Note that one of the limitations that slows down the translation of non-targeted methods into official and routine analyses is the lack of proper intra-and inter-laboratory validation (Cavanna et al., 2018; Woolman et al., 2021). One of the caveats of non-targeted methods is their strong dependence on statistical correlation of spectral data with the ground truth information enclosed in the training set. As recommended by the sole non-targeted methods guidelines (USP Pharmacopeia, 2018), the robustness of the method must be established in terms of accuracy, sensitivity and specificity and then monitored with an extended validation approach. For this reason, two laboratories successfully challenged the novel non-targeted approach for Legionella with multiple sets of samples from a variety of culture collections at different culturing conditions and over the time-span of 1 year.
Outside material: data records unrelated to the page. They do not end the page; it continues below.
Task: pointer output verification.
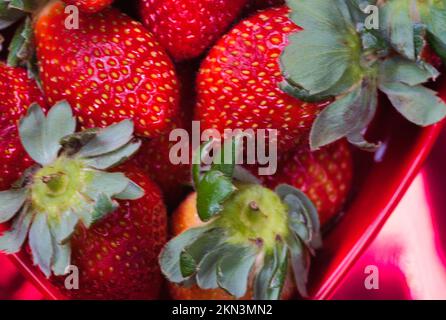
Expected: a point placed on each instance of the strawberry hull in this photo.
(381, 182)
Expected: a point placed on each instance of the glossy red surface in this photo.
(381, 181)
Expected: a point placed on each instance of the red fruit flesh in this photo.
(325, 176)
(173, 179)
(186, 28)
(109, 69)
(17, 93)
(118, 256)
(13, 157)
(90, 6)
(238, 84)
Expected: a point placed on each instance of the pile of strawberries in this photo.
(161, 64)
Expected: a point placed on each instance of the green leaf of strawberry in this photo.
(11, 201)
(336, 57)
(246, 230)
(41, 135)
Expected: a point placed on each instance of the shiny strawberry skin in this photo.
(173, 179)
(118, 256)
(90, 6)
(186, 28)
(17, 93)
(109, 69)
(238, 83)
(153, 157)
(325, 176)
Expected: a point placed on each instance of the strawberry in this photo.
(238, 83)
(325, 176)
(186, 28)
(110, 225)
(109, 69)
(264, 4)
(90, 6)
(118, 255)
(14, 159)
(154, 156)
(17, 93)
(332, 59)
(250, 238)
(173, 179)
(185, 218)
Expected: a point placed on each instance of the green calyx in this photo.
(22, 47)
(254, 214)
(248, 230)
(347, 53)
(67, 187)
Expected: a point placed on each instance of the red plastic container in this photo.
(381, 181)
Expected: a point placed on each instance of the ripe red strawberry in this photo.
(110, 225)
(117, 257)
(325, 176)
(173, 179)
(17, 92)
(90, 6)
(109, 69)
(154, 155)
(186, 28)
(238, 84)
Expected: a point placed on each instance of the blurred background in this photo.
(409, 252)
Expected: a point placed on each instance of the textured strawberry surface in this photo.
(17, 93)
(90, 6)
(109, 69)
(118, 257)
(238, 82)
(188, 27)
(325, 176)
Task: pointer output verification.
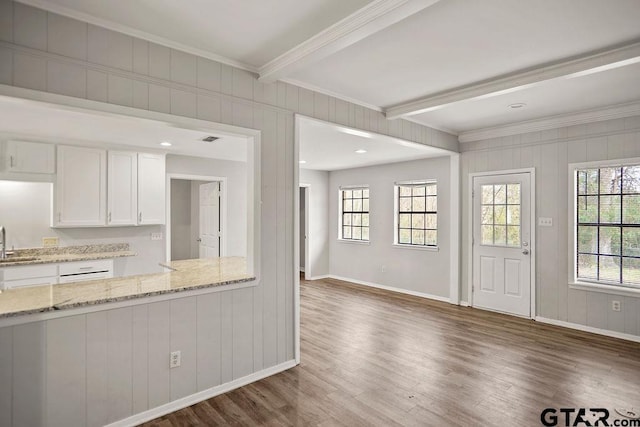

Specifically, the method was tested by evaluating its robustness with multiple operators and IRBT instruments, changing the procedures to produce the solid culture medium (in-house or commercial), and the culture conditions (incubation with CO2 2.5% or in atmospheric air). Finally, the validation was performed over a long time-frame, using Legionella isolated from both Italian thermal and drinking water during routine analyses and Legionella from European culture collections. We note that the environmental variability of L. pneumophila is a significant issue, and is related to the high recombination rates of this species, which produce phenotype variations (Bernander et al., 2004). However, as the spectral database grows and more spectra can be included in the training set, it is likely the phenotype variations will be accounted for.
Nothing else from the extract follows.